Guilt unambiguously proved The now 20-year-old alleged instigator of the murder must serve 15 years in prison. Prosecutor Robin Fabbender had demanded life imprisonment with the determination of the special gravity of the guilt. A now 21-year-old defendant, for whom the prosecution had demanded 15 years' imprisonment, has to spend 14 years behind bars. After eleven days of proceedings and the hearing of around 40 witnesses, presiding judge Volker Kunkel considered it proven that the trio had committed the crime on 11. November 2006 in a community cell of the JVA the fellow inmate Hermann H. abused for almost twelve hours. He was tortured, raped and finally forced to hang himself at the toilet door of the cell. The three young men in the dock accepted the judge's verdict outwardly unmoved. The defense lawyers had demanded throughout smaller prison sentences for their mandators. An expert, on the other hand, concluded that the two older defendants should be treated as adults. The trio had confessed to the crime in full detail at the start of the spectacular trial.

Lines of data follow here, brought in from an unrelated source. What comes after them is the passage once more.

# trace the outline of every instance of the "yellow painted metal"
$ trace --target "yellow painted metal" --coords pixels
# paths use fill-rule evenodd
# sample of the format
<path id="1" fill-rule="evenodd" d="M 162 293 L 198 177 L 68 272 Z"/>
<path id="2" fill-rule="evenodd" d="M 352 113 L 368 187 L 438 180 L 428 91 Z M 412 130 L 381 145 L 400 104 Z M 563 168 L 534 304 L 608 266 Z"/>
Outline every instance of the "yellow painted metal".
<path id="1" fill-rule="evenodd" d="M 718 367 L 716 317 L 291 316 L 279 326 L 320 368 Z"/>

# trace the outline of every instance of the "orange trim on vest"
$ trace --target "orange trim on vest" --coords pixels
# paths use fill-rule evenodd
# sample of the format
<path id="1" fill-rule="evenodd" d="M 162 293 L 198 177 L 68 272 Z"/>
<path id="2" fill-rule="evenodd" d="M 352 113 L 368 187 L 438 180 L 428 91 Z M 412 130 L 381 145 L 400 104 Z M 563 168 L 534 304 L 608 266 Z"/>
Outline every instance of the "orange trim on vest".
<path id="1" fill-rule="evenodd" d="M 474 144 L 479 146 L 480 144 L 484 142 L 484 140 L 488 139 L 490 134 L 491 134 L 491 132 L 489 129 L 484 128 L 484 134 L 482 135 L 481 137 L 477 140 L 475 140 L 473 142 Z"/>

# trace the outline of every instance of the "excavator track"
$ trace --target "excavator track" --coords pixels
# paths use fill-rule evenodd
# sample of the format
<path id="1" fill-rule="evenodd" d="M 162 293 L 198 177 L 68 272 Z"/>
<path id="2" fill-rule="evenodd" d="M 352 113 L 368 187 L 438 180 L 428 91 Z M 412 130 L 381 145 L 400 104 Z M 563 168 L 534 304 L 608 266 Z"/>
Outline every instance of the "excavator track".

Calls for help in vain An argument over a card game in the 20-square-meter prison cell with the number 104 escalated, the judge described the course of events. The frustration and boredom of the perpetrators would then have been unleashed in a mutually agreed upon brutal martyrdom for their victim that ended in death for the young man. The injured man had tried in vain to draw attention to himself by shouting and pressing the alarm button to get help. Prison staff claim not to have noticed what was going on in the cell, although judicial staff checked the cell several times on the day of the crime. The young man's body was found the next morning. According to their own statements, the perpetrators had planned to present the death as a suicide in order to obtain prison relief or an earlier discharge due to alleged psychological stress.